Stay Secure on AWS: A Guide to Detecting and Remedying Security Misconfigurations

Amarpreet Singh
9 min readAug 7, 2023

--

Photo by Scott Webb on Unsplash

With the ease of cloud computing, companies are moving their infrastructure and applications to the cloud. However, with this shift, comes a shared sense of responsibility between the cloud service provider and the customer. Generally, cloud service providers are responsible for the security “of” the cloud, including measures such as physical security for data centers, network segregation, etc. On the other hand, customers are responsible for the security “in” the cloud, which encompasses tasks such as properly configuring security settings, securing access to resources with access policies, and implementing robust data protection measures such as encrypting data at rest or in transit. The shared security model ensures a balance of security and control for customers, allowing them to confidently adopt the cloud while maintaining high levels of security for their operations.

Misconfigurations are the biggest cause of data breaches in the cloud, exposing more than 33 billion records and costing companies close to $5 trillion in 2018 and 2019

DivvyCloud

In recent years, high-profile security breaches have caused significant financial losses for companies, highlighting the importance of a robust security posture. Some examples of such violations include the exposure of sensitive data on 150,000 patients due to a misconfigured AWS S3 bucket and the Capital One data breach caused by a misconfigured web application firewall (WAF), among many others. These incidents highlight the need for adequately configuring security settings and having the necessary security measures in place to prevent such breaches from occurring. These incidents remind us that even mature companies can fall victim to these types of violations that underscore the importance of continuous monitoring of their cloud infrastructure for any security misconfigurations.

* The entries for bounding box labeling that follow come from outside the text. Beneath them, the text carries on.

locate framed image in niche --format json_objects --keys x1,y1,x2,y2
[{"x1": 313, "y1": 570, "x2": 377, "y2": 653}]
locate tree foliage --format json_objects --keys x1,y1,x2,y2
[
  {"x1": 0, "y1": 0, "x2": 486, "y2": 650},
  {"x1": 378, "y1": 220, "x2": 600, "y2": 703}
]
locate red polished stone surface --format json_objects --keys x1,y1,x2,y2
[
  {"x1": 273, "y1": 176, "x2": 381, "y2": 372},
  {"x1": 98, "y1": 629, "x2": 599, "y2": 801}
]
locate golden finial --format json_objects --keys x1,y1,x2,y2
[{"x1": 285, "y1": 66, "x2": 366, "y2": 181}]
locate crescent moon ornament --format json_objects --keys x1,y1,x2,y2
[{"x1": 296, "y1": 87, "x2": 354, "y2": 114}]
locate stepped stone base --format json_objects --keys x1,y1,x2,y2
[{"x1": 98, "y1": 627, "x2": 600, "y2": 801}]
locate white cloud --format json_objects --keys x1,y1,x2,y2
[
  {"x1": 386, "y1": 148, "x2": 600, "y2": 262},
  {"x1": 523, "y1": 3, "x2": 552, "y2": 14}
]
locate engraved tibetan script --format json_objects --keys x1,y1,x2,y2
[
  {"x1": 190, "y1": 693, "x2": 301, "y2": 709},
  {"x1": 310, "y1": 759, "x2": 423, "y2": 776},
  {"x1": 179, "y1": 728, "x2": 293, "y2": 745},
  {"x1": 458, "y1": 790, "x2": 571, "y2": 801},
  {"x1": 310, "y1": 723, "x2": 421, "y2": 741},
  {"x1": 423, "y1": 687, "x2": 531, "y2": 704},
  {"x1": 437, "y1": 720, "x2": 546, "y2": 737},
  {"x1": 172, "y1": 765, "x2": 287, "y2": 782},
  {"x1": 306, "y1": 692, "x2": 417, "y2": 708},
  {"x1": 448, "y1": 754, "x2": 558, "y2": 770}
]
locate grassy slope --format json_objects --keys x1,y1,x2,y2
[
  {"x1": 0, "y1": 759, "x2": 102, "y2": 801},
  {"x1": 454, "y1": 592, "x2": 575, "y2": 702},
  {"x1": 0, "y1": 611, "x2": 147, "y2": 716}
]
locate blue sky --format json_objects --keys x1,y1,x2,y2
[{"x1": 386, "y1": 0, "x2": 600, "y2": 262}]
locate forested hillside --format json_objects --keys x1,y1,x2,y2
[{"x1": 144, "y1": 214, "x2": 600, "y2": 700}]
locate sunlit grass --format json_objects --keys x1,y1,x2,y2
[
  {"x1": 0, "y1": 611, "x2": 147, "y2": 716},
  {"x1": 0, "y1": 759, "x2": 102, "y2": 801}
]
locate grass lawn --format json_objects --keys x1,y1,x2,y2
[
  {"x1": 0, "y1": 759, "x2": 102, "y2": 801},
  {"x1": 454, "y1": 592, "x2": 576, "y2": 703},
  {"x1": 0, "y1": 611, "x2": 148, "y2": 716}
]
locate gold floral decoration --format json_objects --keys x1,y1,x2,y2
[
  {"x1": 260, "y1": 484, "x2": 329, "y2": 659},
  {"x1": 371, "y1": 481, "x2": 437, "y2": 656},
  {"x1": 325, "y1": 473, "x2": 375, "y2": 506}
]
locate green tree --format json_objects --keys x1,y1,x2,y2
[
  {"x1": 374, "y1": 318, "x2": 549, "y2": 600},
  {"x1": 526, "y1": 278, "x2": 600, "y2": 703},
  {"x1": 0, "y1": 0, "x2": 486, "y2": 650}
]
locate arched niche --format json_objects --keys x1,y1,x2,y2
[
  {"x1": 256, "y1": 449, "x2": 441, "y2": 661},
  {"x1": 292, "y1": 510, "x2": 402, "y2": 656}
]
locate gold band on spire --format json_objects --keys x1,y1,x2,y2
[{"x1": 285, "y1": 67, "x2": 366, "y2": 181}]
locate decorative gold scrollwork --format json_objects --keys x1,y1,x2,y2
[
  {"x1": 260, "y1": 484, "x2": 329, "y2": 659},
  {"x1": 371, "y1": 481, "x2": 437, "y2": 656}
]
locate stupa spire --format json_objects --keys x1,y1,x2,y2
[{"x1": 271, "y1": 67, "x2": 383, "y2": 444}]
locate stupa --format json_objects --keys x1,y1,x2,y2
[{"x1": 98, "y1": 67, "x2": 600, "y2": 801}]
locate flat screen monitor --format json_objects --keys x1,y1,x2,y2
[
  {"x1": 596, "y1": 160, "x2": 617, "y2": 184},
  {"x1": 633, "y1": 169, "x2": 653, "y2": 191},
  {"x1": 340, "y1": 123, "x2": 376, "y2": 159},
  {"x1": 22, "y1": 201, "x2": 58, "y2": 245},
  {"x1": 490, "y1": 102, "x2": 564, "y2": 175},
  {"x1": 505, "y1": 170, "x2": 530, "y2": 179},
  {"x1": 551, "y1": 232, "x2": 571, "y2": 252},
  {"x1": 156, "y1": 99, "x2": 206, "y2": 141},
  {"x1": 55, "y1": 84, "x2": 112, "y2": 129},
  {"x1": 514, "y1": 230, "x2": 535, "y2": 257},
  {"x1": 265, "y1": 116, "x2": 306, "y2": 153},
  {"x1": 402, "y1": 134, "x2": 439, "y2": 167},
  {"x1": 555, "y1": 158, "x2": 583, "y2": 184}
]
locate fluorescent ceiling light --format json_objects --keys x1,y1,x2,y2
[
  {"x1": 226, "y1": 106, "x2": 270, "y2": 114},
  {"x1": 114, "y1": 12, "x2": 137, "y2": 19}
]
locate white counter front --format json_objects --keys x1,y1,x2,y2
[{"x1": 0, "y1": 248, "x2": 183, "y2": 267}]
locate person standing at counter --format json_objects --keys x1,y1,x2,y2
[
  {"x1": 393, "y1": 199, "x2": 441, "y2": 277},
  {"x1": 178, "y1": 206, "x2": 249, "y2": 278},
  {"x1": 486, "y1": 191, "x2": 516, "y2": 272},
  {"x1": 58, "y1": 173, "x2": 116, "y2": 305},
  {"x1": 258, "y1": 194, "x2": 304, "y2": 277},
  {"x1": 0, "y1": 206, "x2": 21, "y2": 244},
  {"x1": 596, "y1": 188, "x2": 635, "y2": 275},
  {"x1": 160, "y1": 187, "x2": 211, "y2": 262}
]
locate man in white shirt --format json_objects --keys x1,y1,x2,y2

Gartner predicts that, through 2025, 99% of cloud security failures will be the customer’s fault.

Implementing automatic detection and remediation of security misconfigurations on the cloud while ensuring compliance with security standards is crucial for the widespread adoption of the cloud. In an ideal scenario, you would want to be notified immediately if any security misconfiguration happened and resolve it automatically based on a misconfiguration.

AWS Native Detect & Remediate

Let’s look at how we can create an AWS native security solution that detects & can remediate a security misconfiguration in real time and sends alerts to respective users.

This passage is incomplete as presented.